Previous studies have demonstrated that miRs are stably expressed in various bodily fluids, and their unique expression patterns can serve as fingerprints of various diseases, including AD (25). The CSF is in direct contact with the extracellular space of the brain and can reflect biochemical changes that occur in the latter. The CSF is therefore the optimal source of AD biomarkers. CSF, however, is not an appropriate sample for screening and routine testing due to its invasive process of sample collection. From this perspective, blood based biomarkers for AD screening and routine testing would be more suitable (26). Circulating miRs can derive from many sources, including cell death and lysed cells, which are passive secretions, as well as active secretion from cells by exosomes and microvesicles. Although endogenous plasma miRNAs exist in a form that is resistant to plasma RNase activity and other conditions such as extreme pH, the exosomes may provide additional protection, which allows data to be obtained that reflects the accurate expression level of miR actively secreted from cells. The miRs can also be transported by other carriers such as high and low density lipoprotein, both of which are highly abundant in plasma and cannot be generated by brain (27). The total small RNAs isolated from body fluid may contain more non-brain-derived miRs than that from exosomes. Furthermore, exosomes are actively secreted from cells, which can help to eliminate the interference from passively secreted miRs.
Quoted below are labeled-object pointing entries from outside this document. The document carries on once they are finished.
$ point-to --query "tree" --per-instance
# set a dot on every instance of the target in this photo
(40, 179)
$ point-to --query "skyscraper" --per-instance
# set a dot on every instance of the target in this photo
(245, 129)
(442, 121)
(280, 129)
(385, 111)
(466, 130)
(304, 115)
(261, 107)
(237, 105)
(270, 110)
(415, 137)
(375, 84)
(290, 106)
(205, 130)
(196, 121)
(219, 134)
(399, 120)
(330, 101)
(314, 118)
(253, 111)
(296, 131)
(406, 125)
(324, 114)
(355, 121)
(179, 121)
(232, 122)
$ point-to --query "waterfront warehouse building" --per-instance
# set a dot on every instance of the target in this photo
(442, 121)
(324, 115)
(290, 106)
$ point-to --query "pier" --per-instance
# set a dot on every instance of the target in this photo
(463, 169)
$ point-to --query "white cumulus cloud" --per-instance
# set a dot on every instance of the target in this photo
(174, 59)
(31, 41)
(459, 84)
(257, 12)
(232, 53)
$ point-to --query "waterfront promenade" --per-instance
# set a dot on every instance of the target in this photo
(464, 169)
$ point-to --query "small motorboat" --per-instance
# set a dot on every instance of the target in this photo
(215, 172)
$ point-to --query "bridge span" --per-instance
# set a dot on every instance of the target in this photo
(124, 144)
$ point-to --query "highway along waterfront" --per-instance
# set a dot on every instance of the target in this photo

APP/PS-1 double-transgenic mice contained insoluble amyloid peptides at the age of 6–9 months, concomitant with the formation of amyloid plaques (28). In the present study, it was shown that the level of miR-193b was decreased in the hippocampi of 3 month transgenic mice, which suggested that the change of miR-193b is earlier than the formation of amyloid plaques. The detection of exosomal miR-193b in the CSF-like fluid and plasma of 3, 6 and 9 month transgenic mice demonstrated that exosomal miR-193b was a potential AD biomarker, especially for the earlier stages of the disease. This conjecture was further confirmed by clinical detection, which showed that exosomal miR-193b levels in patients with MCI were higher as compared with the control group and lower as compared with the CSF and plasma samples from patients in the DAT group. Although exosomes can be released by numerous organs, the expression of miR-193b in the exosomes from CSF was ~73% of the endogenous control, which indicated that it was abundant, and the exosomal miR-193b levels in the CSF were correlated. Furthermore, exosome-mediated secretion pathways exist in the blood brain barrier (29,30). It is hypothesized that decreased secretion of exosomal miR-193b may lead to the decreased level of exosomal miR-193b in the plasma.
In conclusion, these findings showed that miR-193b may function in the development of AD and exosomal miR-193b has potential as a novel, noninvasive blood-based biomarkers of patients with MCI and DAT.